The Amsterdam UMC may have replaced an embryo that is infected with a bacterium in sixteen women in an IVF process. It’s about sphingomonas koreensis, which can cause meningitis in people with fragile health. The hospital confirmed this on Tuesday. The infections probably took place last week in the laboratory of the Amsterdam UMC, which is investigating how the bacteria could get there.
It is unclear how dangerous the bacteria is for pregnant women and their embryos, according to the hospital. A spokesperson for the Amsterdam UMC says that the hospital is investigating how many embryos are actually infected. The hospital is expected to need a maximum of ten days from the discovery of the bacterium.
According to the hospital, a total of 31 embryos may have come into contact with the bacterium. In sixteen cases the embryo was actually transferred; seven women who are being treated at the Amsterdam UMC and nine women who are being treated in regional hospitals. The embryos of the other women were frozen.
The Amsterdam UMC has suspended all IVF-related treatments until it is clear where the infection comes from.

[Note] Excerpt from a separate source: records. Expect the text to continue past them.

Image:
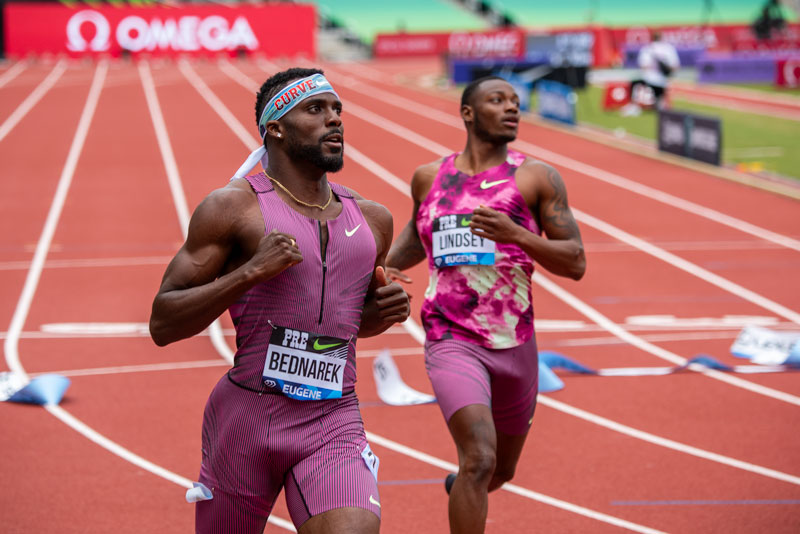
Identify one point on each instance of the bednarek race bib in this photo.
(305, 366)
(454, 244)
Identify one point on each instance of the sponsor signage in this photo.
(693, 136)
(507, 43)
(736, 68)
(556, 101)
(272, 29)
(787, 72)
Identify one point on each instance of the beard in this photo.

Last weekend, the infected embryos came to light during a daily standard check of the culture dishes with embryos. The sperm and egg cells are then brought together during IVF treatment.
Christianne de Groot, head of obstetrics and gynecology at Amsterdam UMC, says on behalf of her team “deeply regrets” the possible infections. De Groot also emphasizes that stopping the other treatments was a difficult measure that was not taken lightly. Once the investigation into the origin of the bacteria has been completed, the hospital expects to resume IVF treatments.